Abstract

Porous carbon materials derived from biopolymers are attractive sorbents for the removal of emerging pollutants from water, due to their high specific surface area, high porosity, tunable surface chemistry, and reasonable cost. However, carrageenan biopolymers were scarcely investigated as a carbon source to prepare porous carbon materials. Herein, hydrochars (HCs) and porous activated carbons (ACs) derived from natural occurring polysaccharides with variable sulfate content (κ-, ι- and λ-carrageenan) were prepared and investigated in the uptake of ciprofloxacin, which is an antibiotic detected in water sources and that poses serious hazards to public health. The materials were prepared using hydrothermal carbonization and subsequent chemical activation with KOH to increase the available surface area.
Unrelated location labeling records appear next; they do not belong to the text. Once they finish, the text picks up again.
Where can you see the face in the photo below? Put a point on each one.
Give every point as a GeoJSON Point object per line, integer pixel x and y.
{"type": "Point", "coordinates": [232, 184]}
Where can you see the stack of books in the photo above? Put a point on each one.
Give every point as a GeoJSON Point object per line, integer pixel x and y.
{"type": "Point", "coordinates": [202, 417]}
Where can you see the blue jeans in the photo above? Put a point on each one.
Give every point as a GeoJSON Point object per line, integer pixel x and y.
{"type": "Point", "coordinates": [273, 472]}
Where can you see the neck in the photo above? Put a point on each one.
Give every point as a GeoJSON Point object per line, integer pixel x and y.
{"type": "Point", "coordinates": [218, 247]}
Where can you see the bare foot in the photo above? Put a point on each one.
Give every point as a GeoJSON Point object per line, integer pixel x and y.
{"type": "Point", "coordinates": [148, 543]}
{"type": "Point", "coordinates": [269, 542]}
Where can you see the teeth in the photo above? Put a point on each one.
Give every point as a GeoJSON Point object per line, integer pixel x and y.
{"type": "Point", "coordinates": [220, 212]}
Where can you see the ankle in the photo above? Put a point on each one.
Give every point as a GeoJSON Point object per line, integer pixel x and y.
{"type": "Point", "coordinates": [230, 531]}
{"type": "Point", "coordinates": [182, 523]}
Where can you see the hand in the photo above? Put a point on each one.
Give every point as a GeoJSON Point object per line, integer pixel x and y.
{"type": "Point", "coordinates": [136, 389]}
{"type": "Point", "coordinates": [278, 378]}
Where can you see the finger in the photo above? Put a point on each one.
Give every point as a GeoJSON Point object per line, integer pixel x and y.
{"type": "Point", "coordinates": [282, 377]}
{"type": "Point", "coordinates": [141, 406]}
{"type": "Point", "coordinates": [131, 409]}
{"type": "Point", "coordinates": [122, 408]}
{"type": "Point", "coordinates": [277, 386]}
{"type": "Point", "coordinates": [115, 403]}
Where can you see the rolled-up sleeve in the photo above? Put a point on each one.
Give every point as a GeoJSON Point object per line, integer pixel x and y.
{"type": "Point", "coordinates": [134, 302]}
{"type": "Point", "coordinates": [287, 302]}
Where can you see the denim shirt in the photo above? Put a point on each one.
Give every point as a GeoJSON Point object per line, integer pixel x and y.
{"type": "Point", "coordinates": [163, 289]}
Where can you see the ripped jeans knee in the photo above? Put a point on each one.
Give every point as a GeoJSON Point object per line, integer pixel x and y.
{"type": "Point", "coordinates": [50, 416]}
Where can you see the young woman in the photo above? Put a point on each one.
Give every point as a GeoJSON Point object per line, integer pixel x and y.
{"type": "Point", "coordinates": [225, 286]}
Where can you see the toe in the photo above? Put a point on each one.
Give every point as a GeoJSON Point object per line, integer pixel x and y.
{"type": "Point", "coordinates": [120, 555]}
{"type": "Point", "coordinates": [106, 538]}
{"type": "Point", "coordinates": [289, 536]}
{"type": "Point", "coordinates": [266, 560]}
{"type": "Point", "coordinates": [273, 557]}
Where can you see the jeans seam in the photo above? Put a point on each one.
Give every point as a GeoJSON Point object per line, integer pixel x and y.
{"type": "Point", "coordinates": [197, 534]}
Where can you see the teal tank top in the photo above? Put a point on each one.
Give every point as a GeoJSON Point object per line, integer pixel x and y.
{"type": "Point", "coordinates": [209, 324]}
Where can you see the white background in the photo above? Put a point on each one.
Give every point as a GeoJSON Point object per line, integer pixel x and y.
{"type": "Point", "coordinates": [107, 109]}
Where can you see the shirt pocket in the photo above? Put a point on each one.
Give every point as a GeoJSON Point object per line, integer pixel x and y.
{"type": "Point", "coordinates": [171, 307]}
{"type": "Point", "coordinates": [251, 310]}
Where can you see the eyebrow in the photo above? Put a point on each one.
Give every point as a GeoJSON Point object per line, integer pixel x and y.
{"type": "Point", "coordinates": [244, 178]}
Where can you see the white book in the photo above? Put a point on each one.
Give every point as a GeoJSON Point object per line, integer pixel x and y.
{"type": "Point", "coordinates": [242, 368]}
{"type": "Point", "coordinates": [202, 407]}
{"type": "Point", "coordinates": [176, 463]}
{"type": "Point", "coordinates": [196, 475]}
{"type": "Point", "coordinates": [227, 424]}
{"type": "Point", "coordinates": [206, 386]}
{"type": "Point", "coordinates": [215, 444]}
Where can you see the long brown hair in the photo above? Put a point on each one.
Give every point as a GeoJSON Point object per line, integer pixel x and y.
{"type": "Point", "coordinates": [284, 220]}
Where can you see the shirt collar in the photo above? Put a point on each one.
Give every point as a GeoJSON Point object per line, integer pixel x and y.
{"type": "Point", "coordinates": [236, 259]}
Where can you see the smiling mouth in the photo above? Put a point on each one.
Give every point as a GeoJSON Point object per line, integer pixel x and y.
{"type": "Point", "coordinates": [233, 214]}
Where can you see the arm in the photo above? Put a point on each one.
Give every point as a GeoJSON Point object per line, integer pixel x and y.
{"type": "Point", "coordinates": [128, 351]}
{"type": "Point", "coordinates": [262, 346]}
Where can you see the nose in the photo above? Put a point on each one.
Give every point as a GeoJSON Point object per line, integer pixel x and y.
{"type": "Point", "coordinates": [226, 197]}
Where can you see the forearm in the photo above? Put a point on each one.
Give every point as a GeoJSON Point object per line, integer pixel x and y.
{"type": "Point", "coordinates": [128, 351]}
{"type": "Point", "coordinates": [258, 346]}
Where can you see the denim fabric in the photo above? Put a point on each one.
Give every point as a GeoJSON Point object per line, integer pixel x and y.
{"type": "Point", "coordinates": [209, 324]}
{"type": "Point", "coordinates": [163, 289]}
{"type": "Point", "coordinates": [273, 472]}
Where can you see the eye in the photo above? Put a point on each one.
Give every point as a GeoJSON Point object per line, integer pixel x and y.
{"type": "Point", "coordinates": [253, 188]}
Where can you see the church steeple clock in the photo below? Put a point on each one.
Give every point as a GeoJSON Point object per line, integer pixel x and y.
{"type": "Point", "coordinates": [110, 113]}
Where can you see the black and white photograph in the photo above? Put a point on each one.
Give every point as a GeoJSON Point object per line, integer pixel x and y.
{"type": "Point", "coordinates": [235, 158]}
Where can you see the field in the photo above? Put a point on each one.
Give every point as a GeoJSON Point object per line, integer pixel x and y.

The activated carbons were markedly microporous, presenting high specific surface area, up to 2800 m2/g. Activated carbons derived from κ- and λ-carrageenan showed high adsorption capacity (422 and 459 mg/g, respectively) for ciprofloxacin and fast adsorption kinetics, reaching the sorption equilibrium in approximately 5 min. These features place the ACs investigated here among the best systems reported in the literature for the removal of ciprofloxacin from water.

Highlights

  • Emerging pollutants are a vast series of man-made chemicals such as cosmetics, pesticides and pharmaceuticals that are essential to modern society and whose production has increased dramatically over the last century

  • The spherical shape of the hydrochars HC-ι and HC-λ was preserved after KOH activation, in agreement with previous findings reported for spherical-activated carbons prepared from carrageenan using identical KOH activation conditions [37]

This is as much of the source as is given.